Beer could taste worse in future due to climate change
The taste of beer could be made worse in the near future due to the effects of climate change, scientists have warned.
A new study reveals that the quantity of European hops, which gives beer its distinctive bitter taste, is declining.
Summers which are hotter and drier in nature are set to worsen this and could lead to beer becoming more expensive.
Hops are a crucial ingredient in the brewing of beer as they are added during the boiling process to add bitterness and alcohol content.
Andover Advertiser: Beer is a staple in European culture with billions of pints sold every year in the UK
Beer is a staple in European culture with billions of pints sold every year in the UK (Image: Canva)
The boom in the craft beer industry, increasing demand for beers with distinctive strong flavours, has pushed up the use of high-quality hops, BBC News reports.
However, scientists from the Czech Academy of Sciences (CAS) and Cambridge University studying the average yield of aroma hops noticed there was a drop of nearly 20% in output between the periods of 1974 to 1994 and 1995 to 2018.
What is causing the reduction in hops?
The scientists have put the reduction in crops down to drier conditions – probably due to climate change – in recent years.
Martin Mozny, co-author of the paper and research scientist at CAS, said: “Failure to adapt will jeopardise the profitability of hop growing in some areas.
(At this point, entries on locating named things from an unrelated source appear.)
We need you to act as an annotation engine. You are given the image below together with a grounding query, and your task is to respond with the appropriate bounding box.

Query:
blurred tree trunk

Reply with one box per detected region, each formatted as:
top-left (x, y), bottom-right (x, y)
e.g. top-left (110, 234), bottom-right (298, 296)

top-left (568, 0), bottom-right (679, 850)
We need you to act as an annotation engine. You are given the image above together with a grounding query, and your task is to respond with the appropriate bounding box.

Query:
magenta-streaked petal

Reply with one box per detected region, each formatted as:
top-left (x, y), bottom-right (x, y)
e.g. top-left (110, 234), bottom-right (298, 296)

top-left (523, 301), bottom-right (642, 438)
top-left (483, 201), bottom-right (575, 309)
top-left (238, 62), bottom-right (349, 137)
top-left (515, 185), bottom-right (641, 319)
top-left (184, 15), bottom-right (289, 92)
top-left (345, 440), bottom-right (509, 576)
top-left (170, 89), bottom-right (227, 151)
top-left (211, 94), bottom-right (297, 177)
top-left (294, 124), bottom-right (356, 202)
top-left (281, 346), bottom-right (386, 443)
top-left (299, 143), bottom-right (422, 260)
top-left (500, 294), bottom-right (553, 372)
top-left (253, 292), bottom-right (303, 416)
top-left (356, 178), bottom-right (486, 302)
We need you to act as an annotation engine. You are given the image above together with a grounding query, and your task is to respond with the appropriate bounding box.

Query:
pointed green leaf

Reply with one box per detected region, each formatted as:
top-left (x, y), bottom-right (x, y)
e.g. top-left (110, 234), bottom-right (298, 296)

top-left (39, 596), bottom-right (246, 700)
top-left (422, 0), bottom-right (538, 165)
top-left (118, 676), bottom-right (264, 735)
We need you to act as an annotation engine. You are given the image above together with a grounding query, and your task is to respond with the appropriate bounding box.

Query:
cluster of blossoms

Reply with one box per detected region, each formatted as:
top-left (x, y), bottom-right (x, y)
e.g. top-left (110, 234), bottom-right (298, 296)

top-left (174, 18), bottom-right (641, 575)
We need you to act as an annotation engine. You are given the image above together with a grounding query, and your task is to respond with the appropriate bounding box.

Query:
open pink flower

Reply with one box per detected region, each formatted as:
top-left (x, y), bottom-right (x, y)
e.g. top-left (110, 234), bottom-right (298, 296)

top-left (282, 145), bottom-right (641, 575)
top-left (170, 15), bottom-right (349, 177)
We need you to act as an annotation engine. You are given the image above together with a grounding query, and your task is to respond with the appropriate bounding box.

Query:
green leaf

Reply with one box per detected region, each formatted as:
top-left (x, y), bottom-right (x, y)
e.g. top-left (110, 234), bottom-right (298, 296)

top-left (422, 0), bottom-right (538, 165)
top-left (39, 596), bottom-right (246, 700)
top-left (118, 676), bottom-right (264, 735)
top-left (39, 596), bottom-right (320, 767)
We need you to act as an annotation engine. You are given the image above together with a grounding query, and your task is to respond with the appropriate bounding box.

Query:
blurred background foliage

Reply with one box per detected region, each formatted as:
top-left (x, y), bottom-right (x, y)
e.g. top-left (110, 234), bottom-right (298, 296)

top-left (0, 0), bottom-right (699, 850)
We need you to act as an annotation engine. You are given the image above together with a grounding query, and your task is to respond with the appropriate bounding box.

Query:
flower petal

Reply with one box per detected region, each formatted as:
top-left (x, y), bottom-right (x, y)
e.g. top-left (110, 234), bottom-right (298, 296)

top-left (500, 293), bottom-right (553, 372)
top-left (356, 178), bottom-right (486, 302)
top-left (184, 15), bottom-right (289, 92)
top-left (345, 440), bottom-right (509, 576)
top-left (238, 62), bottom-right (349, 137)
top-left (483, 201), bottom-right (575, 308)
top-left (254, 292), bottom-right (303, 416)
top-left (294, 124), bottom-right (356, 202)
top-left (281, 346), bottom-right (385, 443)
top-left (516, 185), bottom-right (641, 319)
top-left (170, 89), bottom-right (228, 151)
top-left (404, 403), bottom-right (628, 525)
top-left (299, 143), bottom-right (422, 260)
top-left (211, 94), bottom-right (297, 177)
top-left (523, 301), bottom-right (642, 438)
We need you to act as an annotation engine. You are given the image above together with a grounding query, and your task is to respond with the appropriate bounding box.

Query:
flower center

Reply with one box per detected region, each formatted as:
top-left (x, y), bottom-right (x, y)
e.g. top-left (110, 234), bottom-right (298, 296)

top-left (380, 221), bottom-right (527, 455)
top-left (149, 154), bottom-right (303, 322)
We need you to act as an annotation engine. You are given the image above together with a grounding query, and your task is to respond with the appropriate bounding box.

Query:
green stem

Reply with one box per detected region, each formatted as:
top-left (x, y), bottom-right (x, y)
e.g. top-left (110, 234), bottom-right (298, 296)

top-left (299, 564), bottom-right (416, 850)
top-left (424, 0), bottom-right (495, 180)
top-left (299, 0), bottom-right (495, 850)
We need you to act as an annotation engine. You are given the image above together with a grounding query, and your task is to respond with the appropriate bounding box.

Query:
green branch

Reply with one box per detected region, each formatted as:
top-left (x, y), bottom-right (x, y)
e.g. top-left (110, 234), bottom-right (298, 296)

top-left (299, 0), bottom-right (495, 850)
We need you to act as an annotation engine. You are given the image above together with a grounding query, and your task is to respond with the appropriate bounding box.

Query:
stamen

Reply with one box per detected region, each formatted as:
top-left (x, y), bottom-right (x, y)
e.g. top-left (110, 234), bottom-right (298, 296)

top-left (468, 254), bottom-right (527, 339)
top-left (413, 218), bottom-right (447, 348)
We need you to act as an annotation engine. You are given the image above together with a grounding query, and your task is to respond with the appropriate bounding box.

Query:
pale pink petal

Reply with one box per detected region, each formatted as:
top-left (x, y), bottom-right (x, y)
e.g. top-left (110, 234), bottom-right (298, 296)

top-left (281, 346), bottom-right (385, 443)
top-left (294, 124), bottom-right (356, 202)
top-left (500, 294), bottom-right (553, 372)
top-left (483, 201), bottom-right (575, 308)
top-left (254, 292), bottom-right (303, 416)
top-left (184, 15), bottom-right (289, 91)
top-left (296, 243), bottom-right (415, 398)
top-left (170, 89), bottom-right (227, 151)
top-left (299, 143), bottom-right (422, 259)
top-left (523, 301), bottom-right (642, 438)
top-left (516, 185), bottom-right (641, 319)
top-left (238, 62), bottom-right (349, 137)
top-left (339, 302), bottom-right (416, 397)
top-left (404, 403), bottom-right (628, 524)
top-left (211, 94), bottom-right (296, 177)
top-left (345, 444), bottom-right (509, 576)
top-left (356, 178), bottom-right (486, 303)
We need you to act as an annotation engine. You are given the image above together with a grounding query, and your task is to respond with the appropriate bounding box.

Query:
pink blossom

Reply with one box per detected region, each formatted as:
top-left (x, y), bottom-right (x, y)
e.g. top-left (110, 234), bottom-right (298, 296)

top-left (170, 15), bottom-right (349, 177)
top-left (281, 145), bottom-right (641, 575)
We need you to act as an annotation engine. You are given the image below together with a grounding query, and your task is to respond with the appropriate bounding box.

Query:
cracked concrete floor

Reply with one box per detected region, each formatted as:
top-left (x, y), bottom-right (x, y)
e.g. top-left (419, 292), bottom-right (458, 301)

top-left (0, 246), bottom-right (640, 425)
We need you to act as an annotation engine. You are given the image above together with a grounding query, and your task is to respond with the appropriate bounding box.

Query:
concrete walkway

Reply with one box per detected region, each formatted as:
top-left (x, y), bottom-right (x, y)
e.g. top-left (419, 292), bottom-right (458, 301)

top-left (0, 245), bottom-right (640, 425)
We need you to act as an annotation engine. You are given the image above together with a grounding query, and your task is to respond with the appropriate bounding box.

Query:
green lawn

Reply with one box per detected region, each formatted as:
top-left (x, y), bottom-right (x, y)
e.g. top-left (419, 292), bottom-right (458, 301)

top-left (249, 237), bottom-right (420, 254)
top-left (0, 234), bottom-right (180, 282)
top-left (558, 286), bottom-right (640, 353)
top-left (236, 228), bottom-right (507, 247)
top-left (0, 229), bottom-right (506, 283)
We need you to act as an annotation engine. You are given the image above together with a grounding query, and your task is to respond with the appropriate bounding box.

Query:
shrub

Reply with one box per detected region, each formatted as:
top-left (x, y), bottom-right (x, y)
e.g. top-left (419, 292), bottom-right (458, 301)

The consequence will be lower production and a higher price for brewers.”
BBC News added: “The scientists also found the alpha bitter acids of the hops – which influence the beer flavour – had reduced, due to higher and more extreme temperatures.”
The study predicts that the bitter acids will reduce by up to 31% by 2050.
Beer is a staple of European culture, with billions of pints sold in the UK each year, but this could be impacted if current trends carry on with regard to global warming and climate change.
Farmers have been working to adapt their growing practices to improve yields, but the scientists warn that further investment is needed.